The solution to the Euler's equation is

${\displaystyle R(r)=C_{1}\ln(r)+C_{2}\,}$

for some arbitrary constants ${\displaystyle C_{1}}$ and ${\displaystyle C_{2}}$. The boundary condition ${\displaystyle R(1)=0}$ implies

${\displaystyle R(1)=C_{1}\underbrace {\ln(1)} _{=0}+C_{2}=0\Rightarrow C_{2}=0.}$

So

${\displaystyle R(r)=C_{1}\ln(r).\,}$

The boundary condition ${\displaystyle R(2)=0}$ implies

${\displaystyle R(2)=C_{1}\ln(2)=0\Rightarrow C_{1}=0.}$

Hence, we only get the trivial solution.

Question 2: Refer to the solution above, why doesn't ${\displaystyle \mu =\lambda ^{2}>0}$ lead to non-trivial solutions for the Euler's equation?

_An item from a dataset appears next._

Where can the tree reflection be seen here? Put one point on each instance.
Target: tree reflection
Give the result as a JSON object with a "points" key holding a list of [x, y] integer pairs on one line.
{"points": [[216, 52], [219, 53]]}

Answer to question 2: Suppose ${\displaystyle \mu =\lambda ^{2}>0}$, then

${\displaystyle \alpha ^{2}=\mu \Rightarrow \alpha =\pm \lambda .}$

The solution to the Euler's equation is

${\displaystyle R(r)=C_{1}r^{\lambda }+C_{2}r^{-\lambda }\,}$

for some arbitrary constants ${\displaystyle C_{1}}$ and ${\displaystyle C_{2}}$. The boundary condition ${\displaystyle R(1)=0}$ implies

${\displaystyle R(1)=C_{1}+C_{2}=0\Rightarrow C_{1}=-C_{2}.}$

So

${\displaystyle R(r)=C_{1}r^{\lambda }-C_{1}r^{-\lambda }.\,}$

The boundary condition ${\displaystyle R(2)=0}$ implies

${\displaystyle R(2)=C_{1}2^{\lambda }-C_{1}2^{-\lambda }=0.\,}$

If ${\displaystyle C_{1}=0}$, we get a trivial solution, so suppose ${\displaystyle C_{1}\not =0}$, then we must have

${\displaystyle 2^{\lambda }=2^{-\lambda }\Rightarrow 2^{2\lambda }=1\Rightarrow \lambda =0.}$

However, this contradicts with our original assumption that ${\displaystyle \lambda ^{2}>0}$.